Breaking News: OpenAI Launches GPT-4, the Cutting-Edge Text-Generating Model, via API Access
Existing OpenAI API developers with a successful payment history can access GPT-4 starting today. OpenAI plans to expand access to new developers by the end of this month and gradually increase availability limits based on compute availability.
The demand for GPT-4 has been substantial, with millions of developers requesting API access since March. OpenAI envisions a future where chat-based models can support any use case, leading to a growing range of innovative products utilizing GPT-4.
Compared to its predecessor GPT-3.5, GPT-4 offers improved capabilities. It can generate text, including code, and accepts image and text inputs. GPT-4 performs at a “human level” on various professional and academic benchmarks. It was trained using publicly available data and licensed data from OpenAI.
While GPT-4’s image-understanding capability is currently limited to partner testing with Be My Eyes, OpenAI has not specified when it will expand access to other customers.

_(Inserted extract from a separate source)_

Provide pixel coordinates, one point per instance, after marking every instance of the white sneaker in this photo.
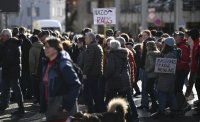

It is important to note that GPT-4, like other generative AI models, is not flawless. It may produce incorrect facts and reasoning errors, sometimes with confidence. Additionally, it lacks the ability to learn from experience and may struggle with complex problems such as introducing security vulnerabilities into generated code.
OpenAI plans to enable developers to fine-tune GPT-4 and GPT-3.5 Turbo with their own data later this year. This aligns with the existing capability offered by several of OpenAI’s other text-generating models.
The competition in generative AI has intensified since the reveal of GPT-4 in March. Anthropic recently extended the context window for Claude, its text-generating AI model, to 100,000 tokens. In comparison, GPT-4 had a context window of 32,000 tokens, allowing it to consider more context and stay on topic.
In a related announcement, OpenAI has made it’s DALL-E 2 and Whisper APIs generally available. DALL-E 2 focuses on image generation, while Whisper is OpenAI’s speech-to-text model. The company also plans to deprecate older models in its API to optimize compute capacity and address the increasing demand for generative models.
Starting January 4, 2024, certain older models, including GPT-3 and its derivatives, will be replaced with new “base GPT-3” models that offer improved computing efficiency.
Developers using the old models will need to manually upgrade their integrations, and those wishing to continue using fine-tuned old models will have to fine-tune replacements on the new base GPT-3 models.
OpenAI will provide support to users during this transition period and will reach out to developers who have recently utilized the older models to offer further guidance. More information will be shared as the new completion models become available for early testing in the coming weeks.